A prediction is an array of 10 numbers. These describe the “confidence” of the model that the image corresponds to each of the 10 different articles of clothing. We can see which label has the highest confidence value:

which.max(predictions[1, ])
[1] 10

As the labels are 0-based, this actually means a predicted label of 9 (to be found in class_names[9]). So the model is most confident that this image is an ankle boot. And we can check the test label to see this is correct:

test_labels[1]
[1] 9

Let’s plot several images with their predictions.

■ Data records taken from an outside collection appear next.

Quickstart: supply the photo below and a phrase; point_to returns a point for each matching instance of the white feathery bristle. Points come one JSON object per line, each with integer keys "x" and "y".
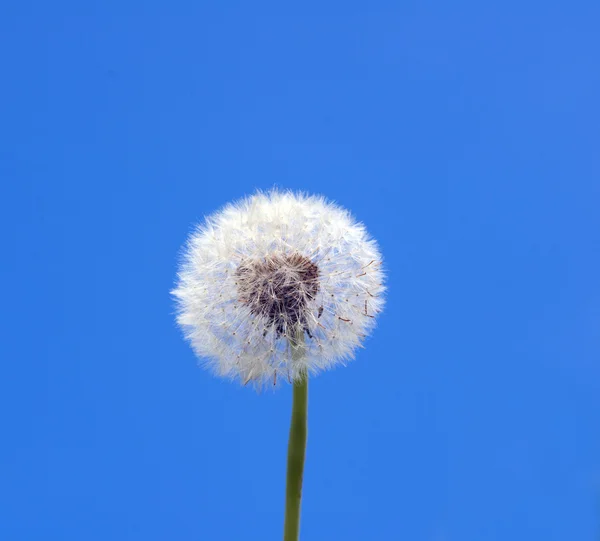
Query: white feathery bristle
{"x": 268, "y": 267}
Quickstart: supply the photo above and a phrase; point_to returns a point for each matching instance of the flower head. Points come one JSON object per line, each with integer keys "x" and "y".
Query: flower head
{"x": 272, "y": 272}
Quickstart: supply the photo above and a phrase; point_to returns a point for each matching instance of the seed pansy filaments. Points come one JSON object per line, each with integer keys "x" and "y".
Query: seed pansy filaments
{"x": 273, "y": 270}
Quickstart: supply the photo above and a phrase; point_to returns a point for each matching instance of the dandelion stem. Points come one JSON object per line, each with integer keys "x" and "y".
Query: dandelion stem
{"x": 296, "y": 446}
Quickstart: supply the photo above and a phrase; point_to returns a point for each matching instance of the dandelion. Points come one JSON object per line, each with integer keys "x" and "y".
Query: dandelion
{"x": 275, "y": 287}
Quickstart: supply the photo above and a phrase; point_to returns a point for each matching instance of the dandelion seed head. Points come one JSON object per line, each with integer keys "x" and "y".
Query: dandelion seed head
{"x": 265, "y": 268}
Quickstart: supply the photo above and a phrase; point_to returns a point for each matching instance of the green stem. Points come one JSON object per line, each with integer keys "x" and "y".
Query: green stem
{"x": 296, "y": 447}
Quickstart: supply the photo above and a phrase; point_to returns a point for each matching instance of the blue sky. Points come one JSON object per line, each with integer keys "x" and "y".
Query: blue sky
{"x": 465, "y": 135}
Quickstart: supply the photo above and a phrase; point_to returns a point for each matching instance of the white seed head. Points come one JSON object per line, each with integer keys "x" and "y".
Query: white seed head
{"x": 270, "y": 268}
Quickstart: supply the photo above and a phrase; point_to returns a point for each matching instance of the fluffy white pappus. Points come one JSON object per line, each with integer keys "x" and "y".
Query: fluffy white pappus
{"x": 272, "y": 270}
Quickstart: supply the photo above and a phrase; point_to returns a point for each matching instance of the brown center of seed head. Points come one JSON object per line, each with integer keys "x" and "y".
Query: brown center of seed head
{"x": 279, "y": 288}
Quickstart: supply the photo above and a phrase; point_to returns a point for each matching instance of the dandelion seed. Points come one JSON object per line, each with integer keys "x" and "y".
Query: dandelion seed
{"x": 265, "y": 268}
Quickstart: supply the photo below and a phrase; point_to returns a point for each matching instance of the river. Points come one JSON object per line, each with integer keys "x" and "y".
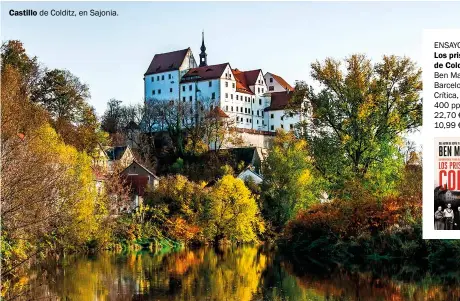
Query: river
{"x": 232, "y": 274}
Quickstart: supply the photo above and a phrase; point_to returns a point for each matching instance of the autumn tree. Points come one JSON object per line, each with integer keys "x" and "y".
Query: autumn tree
{"x": 360, "y": 113}
{"x": 290, "y": 179}
{"x": 14, "y": 54}
{"x": 231, "y": 212}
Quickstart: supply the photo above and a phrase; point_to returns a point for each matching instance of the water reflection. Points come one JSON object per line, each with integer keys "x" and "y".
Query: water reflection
{"x": 234, "y": 274}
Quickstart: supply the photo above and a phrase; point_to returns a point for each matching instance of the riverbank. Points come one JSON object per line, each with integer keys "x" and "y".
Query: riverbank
{"x": 244, "y": 273}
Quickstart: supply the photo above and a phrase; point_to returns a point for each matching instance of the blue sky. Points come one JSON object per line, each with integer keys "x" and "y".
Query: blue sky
{"x": 111, "y": 54}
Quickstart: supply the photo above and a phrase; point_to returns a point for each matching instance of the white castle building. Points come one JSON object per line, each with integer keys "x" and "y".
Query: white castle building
{"x": 255, "y": 101}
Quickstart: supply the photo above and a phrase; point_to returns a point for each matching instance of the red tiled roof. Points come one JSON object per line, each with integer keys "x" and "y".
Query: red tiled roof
{"x": 217, "y": 112}
{"x": 204, "y": 73}
{"x": 169, "y": 61}
{"x": 279, "y": 100}
{"x": 282, "y": 82}
{"x": 251, "y": 76}
{"x": 241, "y": 83}
{"x": 137, "y": 184}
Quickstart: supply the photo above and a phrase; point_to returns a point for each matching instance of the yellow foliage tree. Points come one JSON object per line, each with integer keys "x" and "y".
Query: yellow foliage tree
{"x": 231, "y": 212}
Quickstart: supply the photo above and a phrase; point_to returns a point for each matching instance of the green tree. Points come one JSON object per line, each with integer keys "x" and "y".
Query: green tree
{"x": 289, "y": 181}
{"x": 360, "y": 114}
{"x": 63, "y": 95}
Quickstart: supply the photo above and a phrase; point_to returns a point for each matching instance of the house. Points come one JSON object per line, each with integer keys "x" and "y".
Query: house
{"x": 100, "y": 159}
{"x": 139, "y": 179}
{"x": 254, "y": 101}
{"x": 121, "y": 156}
{"x": 249, "y": 175}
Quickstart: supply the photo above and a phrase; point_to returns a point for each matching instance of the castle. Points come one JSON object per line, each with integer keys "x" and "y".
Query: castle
{"x": 254, "y": 101}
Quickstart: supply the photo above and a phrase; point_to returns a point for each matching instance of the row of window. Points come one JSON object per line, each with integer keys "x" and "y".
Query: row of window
{"x": 159, "y": 91}
{"x": 162, "y": 77}
{"x": 246, "y": 110}
{"x": 248, "y": 120}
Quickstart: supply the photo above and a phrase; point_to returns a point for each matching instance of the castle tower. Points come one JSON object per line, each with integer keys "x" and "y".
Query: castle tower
{"x": 203, "y": 55}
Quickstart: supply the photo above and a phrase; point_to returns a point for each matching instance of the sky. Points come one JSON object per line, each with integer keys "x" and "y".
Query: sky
{"x": 111, "y": 54}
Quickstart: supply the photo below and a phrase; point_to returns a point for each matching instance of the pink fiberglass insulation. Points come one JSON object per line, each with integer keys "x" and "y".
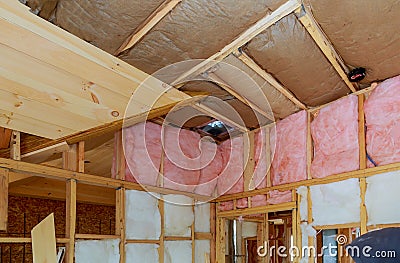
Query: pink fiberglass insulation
{"x": 279, "y": 197}
{"x": 335, "y": 135}
{"x": 182, "y": 159}
{"x": 142, "y": 147}
{"x": 382, "y": 115}
{"x": 211, "y": 163}
{"x": 261, "y": 167}
{"x": 289, "y": 163}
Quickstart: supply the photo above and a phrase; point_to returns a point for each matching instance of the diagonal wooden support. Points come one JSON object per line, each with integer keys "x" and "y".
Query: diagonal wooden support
{"x": 264, "y": 23}
{"x": 269, "y": 78}
{"x": 324, "y": 44}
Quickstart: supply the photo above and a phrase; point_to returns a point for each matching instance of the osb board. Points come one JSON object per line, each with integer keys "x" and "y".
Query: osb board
{"x": 193, "y": 24}
{"x": 105, "y": 24}
{"x": 25, "y": 212}
{"x": 364, "y": 33}
{"x": 44, "y": 241}
{"x": 287, "y": 51}
{"x": 55, "y": 189}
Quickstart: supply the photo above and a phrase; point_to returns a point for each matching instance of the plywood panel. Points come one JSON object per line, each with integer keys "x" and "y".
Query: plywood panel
{"x": 44, "y": 241}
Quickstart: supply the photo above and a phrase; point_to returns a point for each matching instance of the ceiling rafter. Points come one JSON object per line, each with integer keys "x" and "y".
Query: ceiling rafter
{"x": 264, "y": 23}
{"x": 319, "y": 37}
{"x": 148, "y": 24}
{"x": 269, "y": 78}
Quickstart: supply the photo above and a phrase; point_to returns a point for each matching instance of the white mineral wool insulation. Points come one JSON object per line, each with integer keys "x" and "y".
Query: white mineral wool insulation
{"x": 336, "y": 203}
{"x": 138, "y": 253}
{"x": 249, "y": 229}
{"x": 143, "y": 219}
{"x": 381, "y": 198}
{"x": 97, "y": 251}
{"x": 202, "y": 249}
{"x": 303, "y": 192}
{"x": 202, "y": 218}
{"x": 177, "y": 251}
{"x": 178, "y": 215}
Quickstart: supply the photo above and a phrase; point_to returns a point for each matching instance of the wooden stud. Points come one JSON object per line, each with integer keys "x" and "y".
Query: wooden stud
{"x": 161, "y": 248}
{"x": 44, "y": 154}
{"x": 310, "y": 147}
{"x": 363, "y": 162}
{"x": 249, "y": 165}
{"x": 324, "y": 44}
{"x": 120, "y": 221}
{"x": 148, "y": 24}
{"x": 15, "y": 146}
{"x": 245, "y": 37}
{"x": 5, "y": 137}
{"x": 70, "y": 220}
{"x": 213, "y": 228}
{"x": 269, "y": 78}
{"x": 311, "y": 241}
{"x": 3, "y": 199}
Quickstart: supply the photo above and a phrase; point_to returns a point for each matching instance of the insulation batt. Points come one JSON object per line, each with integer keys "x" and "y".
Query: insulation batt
{"x": 230, "y": 180}
{"x": 335, "y": 135}
{"x": 289, "y": 163}
{"x": 182, "y": 159}
{"x": 142, "y": 147}
{"x": 382, "y": 115}
{"x": 261, "y": 167}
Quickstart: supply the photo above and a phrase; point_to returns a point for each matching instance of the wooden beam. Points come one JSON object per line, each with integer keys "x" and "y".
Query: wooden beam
{"x": 264, "y": 23}
{"x": 324, "y": 44}
{"x": 101, "y": 83}
{"x": 148, "y": 24}
{"x": 70, "y": 220}
{"x": 3, "y": 199}
{"x": 44, "y": 241}
{"x": 269, "y": 78}
{"x": 315, "y": 181}
{"x": 5, "y": 137}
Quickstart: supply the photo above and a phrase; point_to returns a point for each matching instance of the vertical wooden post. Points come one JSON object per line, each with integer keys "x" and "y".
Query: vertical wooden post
{"x": 3, "y": 199}
{"x": 120, "y": 221}
{"x": 363, "y": 162}
{"x": 70, "y": 219}
{"x": 220, "y": 246}
{"x": 15, "y": 146}
{"x": 309, "y": 146}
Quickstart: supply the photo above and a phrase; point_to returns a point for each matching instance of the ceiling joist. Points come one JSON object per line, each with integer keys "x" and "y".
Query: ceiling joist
{"x": 269, "y": 78}
{"x": 324, "y": 44}
{"x": 148, "y": 24}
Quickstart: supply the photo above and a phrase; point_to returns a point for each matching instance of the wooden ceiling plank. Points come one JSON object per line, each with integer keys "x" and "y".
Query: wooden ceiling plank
{"x": 5, "y": 137}
{"x": 269, "y": 78}
{"x": 264, "y": 23}
{"x": 35, "y": 110}
{"x": 148, "y": 24}
{"x": 325, "y": 45}
{"x": 84, "y": 60}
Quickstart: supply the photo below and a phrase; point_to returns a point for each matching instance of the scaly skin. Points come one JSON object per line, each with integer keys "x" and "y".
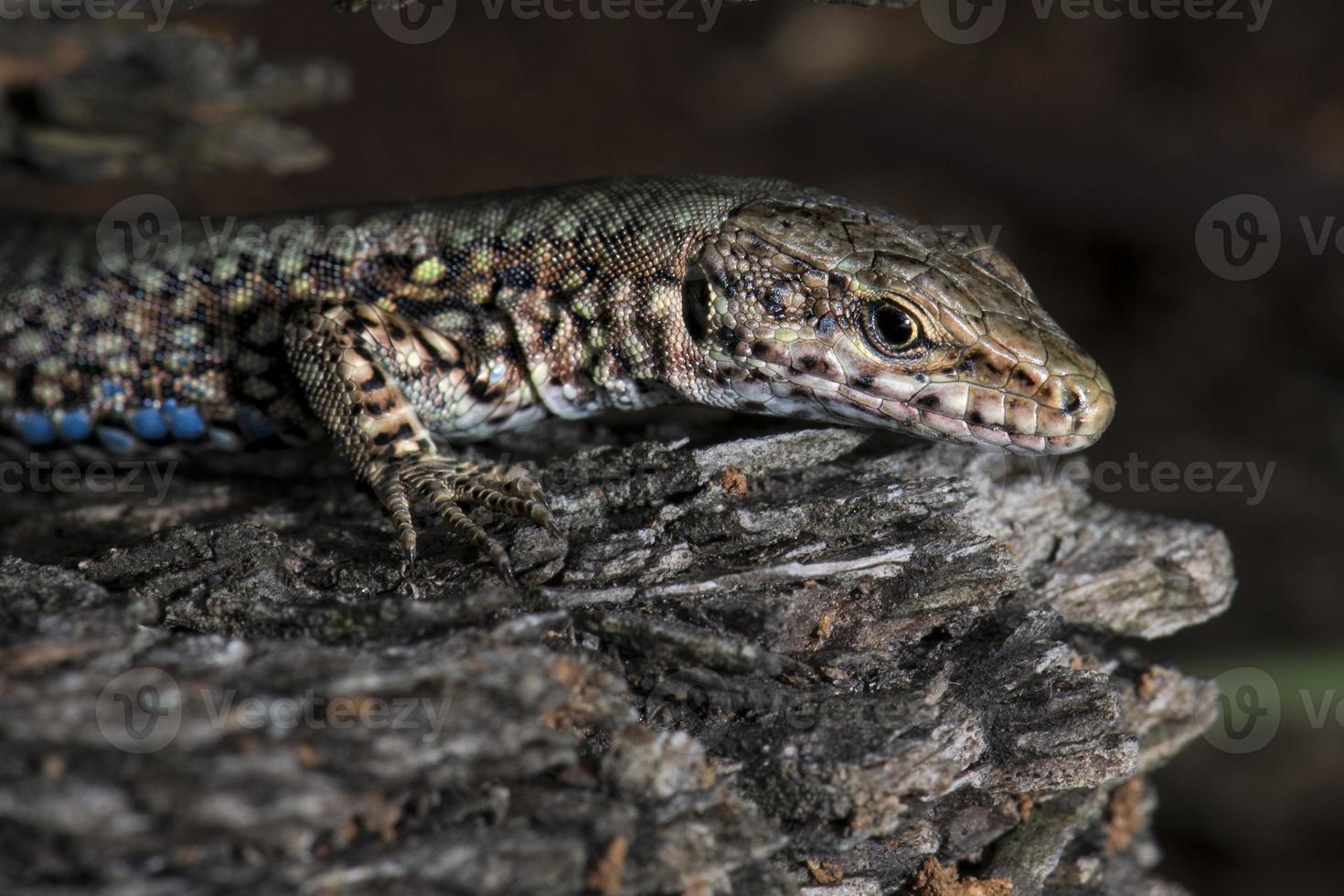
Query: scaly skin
{"x": 398, "y": 332}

Correct prediction labels are green and incorrect prediction labels are red.

par(mfcol=c(5,5))
par(mar=c(0, 0, 1.5, 0), xaxs='i', yaxs='i')
for (i in 1:25) {
  img <- test_images[i, , ]
  img <- t(apply(img, 2, rev))
  # subtract 1 as labels go from 0 to 9
  predicted_label <- which.max(predictions[i, ]) - 1
  true_label <- test_labels[i]
  if (predicted_label == true_label) {
    color <- '#008800'
  } else {
    color <- '#bb0000'
  }
  image(1:28, 1:28, img, col = gray((0:255)/255), xaxt = 'n', yaxt = 'n',
        main = paste0(class_names[predicted_label + 1], " (",
                      class_names[true_label + 1], ")"),
        col.main = color)
}

Finally, use the trained model to make a prediction about a single image.

# Grab an image from the test dataset
# take care to keep the batch dimension, as this is expected by the model
img <- test_images[1, , , drop = FALSE]
dim(img)
[1]  1 28 28

Now predict the image:

predictions <- model %>% predict(img)
1/1 - 0s - 15ms/epoch - 15ms/step
predictions
              [,1]             [,2]           [,3]            [,4]
[1,] 0.00003052269 0.00000002566122 0.000001547588 0.0000001394157
               [,5]       [,6]         [,7]       [,8]          [,9]
[1,] 0.000005045067 0.03334262 0.0000755273 0.00959508 0.00001255385
        [,10]
[1,] 0.956937

predict returns a list of lists, one for each image in the batch of data. Grab the predictions for our (only) image in the batch:

# subtract 1 as labels are 0-based
prediction <- predictions[1, ] - 1
which.max(prediction)
[1] 10

And, as before, the model predicts a label of 9.